“There are no bad soldiers, only bad generals” –- Napoleon
The book The Generals by Thomas Ricks struck such a chord with me on the topic of leadership and team building, that I feel compelled to share the key points of the book. With the global political crisis looming in September of 1939, Gen. George C. Marshall received a clear directive from President Franklin D. Roosevelt. His mission was to build a world class army, and fast. He inherited a feeble ill-equipped army of 190,000 troops. Many of the officers were hold over veterans from World War I waiting to retire.
What was the first step he took knowing he had to build a giant Army 40 times its current size? He fired 600 officers, keeping only 11 of 43 generals. He created a preferred leader profile and objectively removed those leaders who were risk averse, plodding, or lacking the energy, passion and skills needed to perform at the top most level.
What was the outcome of this risky leadership move? From 1939 to 1944, the Army grew from 190,000 troops to over 8 million. It was an army that made mistakes, but learned and adapted from those mistakes at a pace that left British leaders astonished. The initial firings created opportunity, attracting the best young, flexible and eager to learn leaders who were engaged in growing their military careers. In 1941, Eisenhower was a colonel, rising to become a Three-Star General and Commander in Chief of the Allied forces in the following year; that is three promotional levels in one year.
Marshall’s secret was respecting the strategy of relieving officers as being part of the process of individual development and growth, and is essential to protecting the desired organizational culture. Accountability becomes the energy behind adaptability, when leaders delay terminations, they also diminish the rigor of the organization’s culture. The risk of getting fired is the price leaders pay for having a high level of autonomy and the freedom to be self-directed. Marshall said, “When a general complains of the morale of his troops, the time has come to look at his own.”
Does your company suffer from Institutional Mediocrity?
Fast forward to modern times, and rarely is a general relieved of duty. The few times it does happen it’s for personal foibles, not for performance in command, and it is done by civilian leaders, not within the ranks of military leadership. In the Iraq War, a private who loses his rifle receives a heavier penalty than a general with weak command who loses the battle, or even the war. Former Gen. James Mattis (now the secretary of defense) is the one of a few Army leaders to relieve a general in the past 20 years. Mattis was quoted as saying, “Even Jesus Christ had one out of 13 not make the cut.” His vision of accountability driving adaptive growth is a glimmer of light.

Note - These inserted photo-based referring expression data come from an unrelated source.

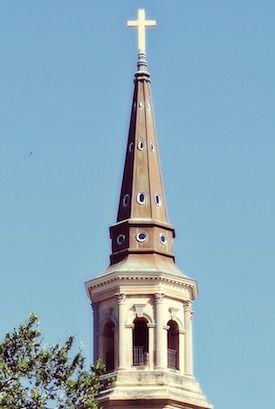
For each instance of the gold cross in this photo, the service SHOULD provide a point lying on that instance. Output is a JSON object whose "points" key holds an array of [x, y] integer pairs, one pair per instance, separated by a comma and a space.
{"points": [[141, 24]]}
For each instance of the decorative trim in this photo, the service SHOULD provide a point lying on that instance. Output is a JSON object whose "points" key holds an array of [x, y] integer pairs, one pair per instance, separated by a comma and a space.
{"points": [[121, 298], [159, 298]]}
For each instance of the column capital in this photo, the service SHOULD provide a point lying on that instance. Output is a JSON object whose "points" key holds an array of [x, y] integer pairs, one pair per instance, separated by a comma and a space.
{"points": [[187, 305], [159, 298], [120, 298]]}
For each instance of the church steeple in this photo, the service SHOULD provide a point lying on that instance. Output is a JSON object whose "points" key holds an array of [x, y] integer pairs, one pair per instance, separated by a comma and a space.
{"points": [[142, 303], [142, 223]]}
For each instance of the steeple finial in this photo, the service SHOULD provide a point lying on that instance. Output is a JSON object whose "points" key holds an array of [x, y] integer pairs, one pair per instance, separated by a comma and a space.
{"points": [[142, 229], [141, 24]]}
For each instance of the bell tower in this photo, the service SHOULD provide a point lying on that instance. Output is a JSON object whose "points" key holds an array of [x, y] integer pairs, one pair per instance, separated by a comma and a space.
{"points": [[142, 303]]}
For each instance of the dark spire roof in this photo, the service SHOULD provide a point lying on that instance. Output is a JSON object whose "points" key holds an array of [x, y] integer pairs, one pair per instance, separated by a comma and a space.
{"points": [[142, 225]]}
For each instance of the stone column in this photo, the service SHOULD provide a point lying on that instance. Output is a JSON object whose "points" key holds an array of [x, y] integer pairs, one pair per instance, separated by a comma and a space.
{"points": [[161, 351], [121, 331], [95, 329], [188, 338], [151, 328], [182, 351]]}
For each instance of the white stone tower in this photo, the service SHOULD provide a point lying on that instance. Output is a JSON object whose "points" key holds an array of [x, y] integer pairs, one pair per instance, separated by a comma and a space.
{"points": [[142, 303]]}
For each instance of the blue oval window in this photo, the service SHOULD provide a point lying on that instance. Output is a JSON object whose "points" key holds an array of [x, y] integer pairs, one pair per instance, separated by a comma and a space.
{"points": [[141, 237]]}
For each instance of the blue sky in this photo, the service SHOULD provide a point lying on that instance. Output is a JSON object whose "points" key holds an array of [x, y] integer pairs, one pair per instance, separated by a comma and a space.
{"points": [[66, 86]]}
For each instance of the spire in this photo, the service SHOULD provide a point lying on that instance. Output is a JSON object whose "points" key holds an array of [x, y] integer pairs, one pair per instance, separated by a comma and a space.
{"points": [[142, 224]]}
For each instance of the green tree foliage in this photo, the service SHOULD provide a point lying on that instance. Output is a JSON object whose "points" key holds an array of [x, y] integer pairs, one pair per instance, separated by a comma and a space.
{"points": [[36, 377]]}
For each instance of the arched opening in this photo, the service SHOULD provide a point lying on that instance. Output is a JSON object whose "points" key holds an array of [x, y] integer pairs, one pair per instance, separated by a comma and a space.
{"points": [[109, 346], [173, 345], [140, 342]]}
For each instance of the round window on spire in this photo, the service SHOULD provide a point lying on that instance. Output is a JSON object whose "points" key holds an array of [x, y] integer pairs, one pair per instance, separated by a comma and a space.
{"points": [[158, 200], [125, 201], [141, 198], [141, 237], [141, 146], [163, 238], [120, 239]]}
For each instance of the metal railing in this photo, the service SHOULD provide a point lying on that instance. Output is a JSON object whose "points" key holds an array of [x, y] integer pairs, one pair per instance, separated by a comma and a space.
{"points": [[139, 356], [172, 358]]}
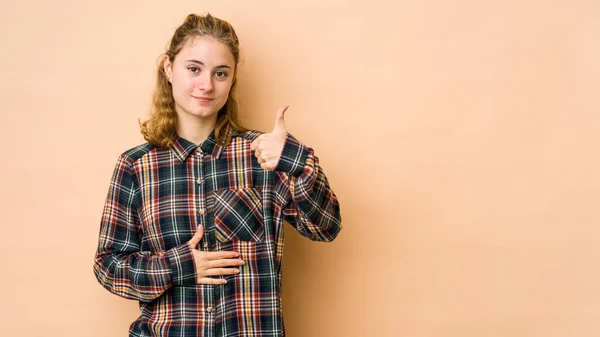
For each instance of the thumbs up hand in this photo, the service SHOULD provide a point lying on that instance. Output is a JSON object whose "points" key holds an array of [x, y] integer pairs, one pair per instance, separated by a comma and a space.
{"points": [[268, 147]]}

What is the result of this culture in our time? Brig. Gen. Mark Arnold commented that when 94% of all colonels receive a promotion in the same year, “that rings loudly of institutionalizing mediocrity.. The personnel equivalent of Gresham’s Law is that bad leaders drive out good ones. A study in 2010 by the Army Research Institute concluded “that the main reason talented people leave is not the lure of a lucrative civilian career, but because mediocre people stay in and get promoted.”
Thomas Ricks does his homework as Pulitzer Prize-winning authors should, referencing personal letters, diaries and testimonials to deliver a nuanced perspective of every general since Word War II, in a candid style. It’s a leadership themed book with much to be mined. Many stories of great generals–Bradley, Abrams, Ridgeway, DePuy–can be added to the list alongside Marshall and Eisenhower as models for us to strive towards. Reading how tactical focus not only undermines the ability to think strategically, but seems to erode desire to do so was insightful. However, by far the most shocking revelation are the seemingly endless examples of the power of personnel policy.
What does this mean to the leaders in the Building Products Industry?
For 20 years I have had the privilege of watching and working with many owners, leaders and companies across the U.S. as a national recruiter. Where we see a strong owner and a top leader, we can predict that company will gain market share. And where we’ve seen weak and incapable owners and leaders whose egos make them helpless, we know it will be easy to recruit away their best talent. In our work as recruiters, both lists are equally important.